It’s not easy Making Change in a Democracy. It can be from within or without, violent or just complicated, led by heroic individuals or ordinary people, gradual or sudden. This year, John Jay Homestead will welcome three writers who address some of our most tumultuous changes.
Lectures are held in the Ballroom at John Jay Homestead at 7 p.m. Registration begins at 6:30 p.m. with light refreshments. A book signing will follow the lectures.

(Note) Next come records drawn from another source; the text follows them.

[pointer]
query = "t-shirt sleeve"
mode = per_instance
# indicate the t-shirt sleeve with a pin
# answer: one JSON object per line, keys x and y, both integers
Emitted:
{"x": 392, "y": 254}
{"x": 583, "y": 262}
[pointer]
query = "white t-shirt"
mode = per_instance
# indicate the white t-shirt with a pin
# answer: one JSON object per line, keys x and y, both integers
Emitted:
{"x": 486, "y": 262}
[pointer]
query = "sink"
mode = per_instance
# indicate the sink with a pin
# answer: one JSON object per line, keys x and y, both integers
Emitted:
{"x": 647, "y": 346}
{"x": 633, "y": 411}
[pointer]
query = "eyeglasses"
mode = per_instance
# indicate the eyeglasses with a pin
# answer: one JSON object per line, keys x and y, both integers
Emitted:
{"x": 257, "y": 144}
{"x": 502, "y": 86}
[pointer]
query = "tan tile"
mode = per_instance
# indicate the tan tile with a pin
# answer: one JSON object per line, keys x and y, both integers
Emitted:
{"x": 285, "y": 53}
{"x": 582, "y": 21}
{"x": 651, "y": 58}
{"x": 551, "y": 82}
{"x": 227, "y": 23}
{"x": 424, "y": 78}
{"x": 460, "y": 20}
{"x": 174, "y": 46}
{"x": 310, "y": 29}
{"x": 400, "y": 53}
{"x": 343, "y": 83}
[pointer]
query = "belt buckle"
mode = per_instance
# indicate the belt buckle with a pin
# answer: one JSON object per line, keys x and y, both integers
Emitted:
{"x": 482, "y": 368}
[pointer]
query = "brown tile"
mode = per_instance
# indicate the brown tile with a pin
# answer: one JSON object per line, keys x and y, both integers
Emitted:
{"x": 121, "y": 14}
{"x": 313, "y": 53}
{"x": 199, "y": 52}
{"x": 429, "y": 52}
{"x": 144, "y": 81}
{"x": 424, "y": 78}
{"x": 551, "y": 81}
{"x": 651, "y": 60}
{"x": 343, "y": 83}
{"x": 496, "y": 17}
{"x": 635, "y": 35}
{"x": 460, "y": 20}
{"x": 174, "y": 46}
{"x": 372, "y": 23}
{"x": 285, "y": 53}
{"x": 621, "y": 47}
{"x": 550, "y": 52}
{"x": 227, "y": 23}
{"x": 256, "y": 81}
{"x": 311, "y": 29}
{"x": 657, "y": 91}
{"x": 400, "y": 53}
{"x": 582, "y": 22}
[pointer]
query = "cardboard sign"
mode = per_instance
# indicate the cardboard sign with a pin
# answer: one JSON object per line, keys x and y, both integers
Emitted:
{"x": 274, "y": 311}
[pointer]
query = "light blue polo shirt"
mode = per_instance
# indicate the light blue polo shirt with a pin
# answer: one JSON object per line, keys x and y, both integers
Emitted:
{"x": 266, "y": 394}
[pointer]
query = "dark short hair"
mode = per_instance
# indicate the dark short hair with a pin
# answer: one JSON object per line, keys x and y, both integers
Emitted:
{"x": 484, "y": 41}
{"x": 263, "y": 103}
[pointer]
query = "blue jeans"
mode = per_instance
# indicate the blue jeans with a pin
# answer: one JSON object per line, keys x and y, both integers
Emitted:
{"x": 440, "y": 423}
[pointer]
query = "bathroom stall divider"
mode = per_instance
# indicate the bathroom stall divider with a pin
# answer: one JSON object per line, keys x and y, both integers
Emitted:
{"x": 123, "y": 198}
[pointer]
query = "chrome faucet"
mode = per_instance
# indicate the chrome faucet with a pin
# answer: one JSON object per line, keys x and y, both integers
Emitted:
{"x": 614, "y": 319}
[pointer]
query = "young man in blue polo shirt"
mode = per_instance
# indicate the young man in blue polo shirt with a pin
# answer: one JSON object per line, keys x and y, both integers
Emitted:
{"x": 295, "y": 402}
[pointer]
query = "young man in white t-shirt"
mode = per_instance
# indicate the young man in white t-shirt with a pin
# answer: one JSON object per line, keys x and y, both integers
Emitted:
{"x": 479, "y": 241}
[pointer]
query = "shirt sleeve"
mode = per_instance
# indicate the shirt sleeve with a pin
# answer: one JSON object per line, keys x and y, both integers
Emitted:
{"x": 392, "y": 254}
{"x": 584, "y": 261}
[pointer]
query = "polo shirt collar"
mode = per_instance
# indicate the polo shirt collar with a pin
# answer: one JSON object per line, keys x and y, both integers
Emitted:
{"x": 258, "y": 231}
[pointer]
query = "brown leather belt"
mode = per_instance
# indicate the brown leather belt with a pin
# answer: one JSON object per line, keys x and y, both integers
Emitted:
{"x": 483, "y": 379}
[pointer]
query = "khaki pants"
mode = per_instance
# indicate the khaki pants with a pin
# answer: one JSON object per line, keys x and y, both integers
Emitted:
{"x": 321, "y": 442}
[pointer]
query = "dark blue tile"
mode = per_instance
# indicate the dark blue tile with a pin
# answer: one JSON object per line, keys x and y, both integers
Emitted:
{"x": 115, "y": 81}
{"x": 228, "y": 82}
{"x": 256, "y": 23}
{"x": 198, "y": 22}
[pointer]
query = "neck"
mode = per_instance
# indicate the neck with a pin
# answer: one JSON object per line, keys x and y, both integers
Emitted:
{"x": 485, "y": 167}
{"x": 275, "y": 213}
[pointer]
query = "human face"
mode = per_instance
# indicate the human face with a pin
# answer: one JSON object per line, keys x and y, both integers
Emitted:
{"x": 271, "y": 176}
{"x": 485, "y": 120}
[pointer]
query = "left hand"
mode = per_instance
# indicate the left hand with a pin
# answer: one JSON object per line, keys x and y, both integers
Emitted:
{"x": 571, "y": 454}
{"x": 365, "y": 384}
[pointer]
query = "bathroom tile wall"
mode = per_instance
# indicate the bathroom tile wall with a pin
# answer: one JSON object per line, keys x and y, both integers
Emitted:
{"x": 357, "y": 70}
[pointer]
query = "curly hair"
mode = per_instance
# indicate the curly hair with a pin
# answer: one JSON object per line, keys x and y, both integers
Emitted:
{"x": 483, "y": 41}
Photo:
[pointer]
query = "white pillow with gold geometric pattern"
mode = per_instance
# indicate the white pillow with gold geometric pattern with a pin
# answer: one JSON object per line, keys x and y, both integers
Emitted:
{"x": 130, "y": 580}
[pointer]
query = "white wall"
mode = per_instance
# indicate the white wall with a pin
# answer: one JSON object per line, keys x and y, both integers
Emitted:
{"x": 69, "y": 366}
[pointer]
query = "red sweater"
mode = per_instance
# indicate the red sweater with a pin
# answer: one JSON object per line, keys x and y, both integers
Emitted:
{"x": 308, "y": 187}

Frederick Douglass: Prophet of Freedom
David Blight, January 17
This is the long-awaited definitive biography of Frederick Douglass, the escaped slave who became one of the leading intellects and political leaders of his era, often called the “greatest American of the nineteenth Century.” Blight is the Director of the Gilder Lehrman Center for the Study of Slavery, Resistance, and Abolition, at Yale; author or editor of fourteen other books; and winner of multiple awards, including the Bancroft, Lincoln and Frederick Douglass Prizes.
The Woman’s Hour: The Great Fight to Win the Vote
Elaine Weiss, February 21
Weiss tells the gripping story of the climax of the fight to ratify the 19th Amendment, replete with heroism, skullduggery, and suspense, coordination and conflict with other reform movements, and leadership by individuals famous and less than famous. The book has been optioned by Steven Spielberg’s Amblin Television, to become a movie or limited series. Weiss is also the author of Fruits of Victory: The Woman’s Land Army of America in the Great War.
No Property in Man: Slavery & Antislavery at the Nation’s Founding
Sean Wilentz, March 14
Rather than presenting the Constitution as a cynical political bargain enshrining slavery in the new nation, Wilentz argues that it actually restricted slavery’s legitimacy, and kept alive the eventual possibility of antislavery politics at the national level. Wilentz is the George Henry Davis 1886 Professor of American History at Princeton, author of seven other books and co-author or editor of many more, and the winner of multiple prizes and awards. He is also historian-in-residence at Bob Dylan’s official website.